8 minute read

Basic Concepts and the Detailed Architecture



Basic Concepts of CNNs

Explanation from: Medium: Understanding CNN

CNN, which stands for Convolutional Neural Networks, is mainly used for processing image or video data in deep learning. As the name suggests, it is a neural network model that involves a preprocessing operation called convolution.

The reason for using CNN starts with the limitations of general DNN (Deep Neural Network). General DNN primarily uses one-dimensional data. When an image (for example, in a two-dimensional format such as 1028x1028) is used as an input, it must be flattened into single-line data. However, this flattening process causes the loss of spatial or topological information of the image. Additionally, due to the absence of an abstraction process, general DNN leads to poor learning time and efficiency.

CNN was created as a solution to these problems. It processes images as raw input and constructs a hierarchy of features while maintaining spatial/regional information. The key aspect of CNN is (1) analyzing parts of the image rather than the whole and (2) preserving the correlation between one pixel and its surrounding pixels in the image.




When we want to teach a computer to recognize whether a picture has a bird in it or not, we need to pay special attention to things like a bird’s beak. Even though the beak is just a small part of the whole bird, it’s really important for the computer to be able to figure out if it’s there. Instead of looking at the whole picture, a special kind of computer program called a Convolutional Neural Network, or CNN can look for specific patterns, like a bird's beak, without having to process the entire image.




If you look at the two images above, you can see that the bird's beak is positioned differently. In the first image, the bird’s beak is located at the top left, while in the second image, it is situated slightly to the left of the top center. Therefore, it can be valuable and efficient to capture specific parts of the image rather than the entire image.

Understanding CNNs and Feature Hierarchies

A Convolutional Neural Network (CNN) analyzes an input image by breaking it down into smaller sections of pixels and then computing feature maps based on these local patches.

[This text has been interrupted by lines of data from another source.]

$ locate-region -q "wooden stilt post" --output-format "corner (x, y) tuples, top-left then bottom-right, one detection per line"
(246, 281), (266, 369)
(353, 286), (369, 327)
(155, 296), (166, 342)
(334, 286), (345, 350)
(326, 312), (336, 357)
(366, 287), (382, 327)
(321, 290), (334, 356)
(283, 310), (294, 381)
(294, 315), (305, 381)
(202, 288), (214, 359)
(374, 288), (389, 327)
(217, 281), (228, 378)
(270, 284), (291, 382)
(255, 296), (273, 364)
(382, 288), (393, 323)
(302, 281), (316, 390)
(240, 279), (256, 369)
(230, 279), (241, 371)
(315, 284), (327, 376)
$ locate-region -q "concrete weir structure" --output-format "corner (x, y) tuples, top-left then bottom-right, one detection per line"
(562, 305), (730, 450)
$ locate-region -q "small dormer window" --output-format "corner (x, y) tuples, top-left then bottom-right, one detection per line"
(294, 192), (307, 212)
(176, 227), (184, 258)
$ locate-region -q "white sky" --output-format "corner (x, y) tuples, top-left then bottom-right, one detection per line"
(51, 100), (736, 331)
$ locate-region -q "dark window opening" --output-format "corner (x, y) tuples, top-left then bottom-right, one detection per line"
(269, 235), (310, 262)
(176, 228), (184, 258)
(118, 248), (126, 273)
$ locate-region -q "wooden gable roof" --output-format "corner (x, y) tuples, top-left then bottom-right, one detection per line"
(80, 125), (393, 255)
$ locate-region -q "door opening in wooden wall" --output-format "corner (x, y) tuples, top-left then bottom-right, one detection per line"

(https://encord.com/blog/convolutional-neural-networks-explained/)


When we switch from a traditional, fully connected Multilayer Perceptron (MLP) to a convolutional layer, a significant reduction in the network's weight (parameter) count is observed. This modification improves the network’s capacity to capture crucial features in the data. In the context of image data, it is reasonable to assume that nearby pixels are more relevant to each other than pixels that are far apart.


Convolutional Neural Networks (CNNs) are structured with multiple layers of convolutional and subsampling operations, followed by one or more fully connected layers at the end. The fully connected layers essentially form a Multi-Layer Perceptron (MLP), where each input unit, $i$, is connected to every output unit, $j$, using a weight denoted as $W_{ij}$.


The subsampling layers, also known as pooling layers, do not have any learnable parameters. This means they do not have adjustable weights or bias units during training. In contrast, both the convolutional and fully connected layers have weights and biases that are modified and optimized as the network is trained.



The Architecture of CNNs

The architecture of a Convolutional Neural Network (CNN) is designed to take advantage of the 2D structure of an input image. This is achieved through convolutional layers, pooling layers, and fully connected layers. Each type of layer performs a distinct function and contributes to the network’s ability to perform complex image recognition tasks.


Image and explanations from Rubber-Tree blog




Convolutional Neural Networks (CNNs) are adept at leveraging the layered structure of an image to identify and extract features. They accomplish this by employing Convolution Layers, which apply different filters to the input image to identify and extract features, and Pooling Layers, which significantly reduce the data’s dimensionality. For classification purposes, CNNs make use of the Fully Connected Layer. Following feature extraction, the image is flattened before being fed into the Fully Connected Layer to finalize the classification process.



Convolution Layers




Color image data is typically represented as a three-dimensional tensor (3D tensor), allowing for encapsulation of the width, height, and channel dimensions. For instance, the color channels of an image in the RGB format consist of Red (R), Green (G), and Blue (B).

Filter Application

The application of filters is a fundamental technique in image processing, particularly in the context of Convolutional Neural Networks (CNNs). In a single convolution layer, there are as many filters as the number of channels in the input image. The output image of the convolution layer is created by applying the filter assigned to each channel.


How Filters Work:

A Convolutional Neural Network (CNN) analyzes an input image by breaking it down into smaller sections of pixels and then computing feature maps based on these local patches.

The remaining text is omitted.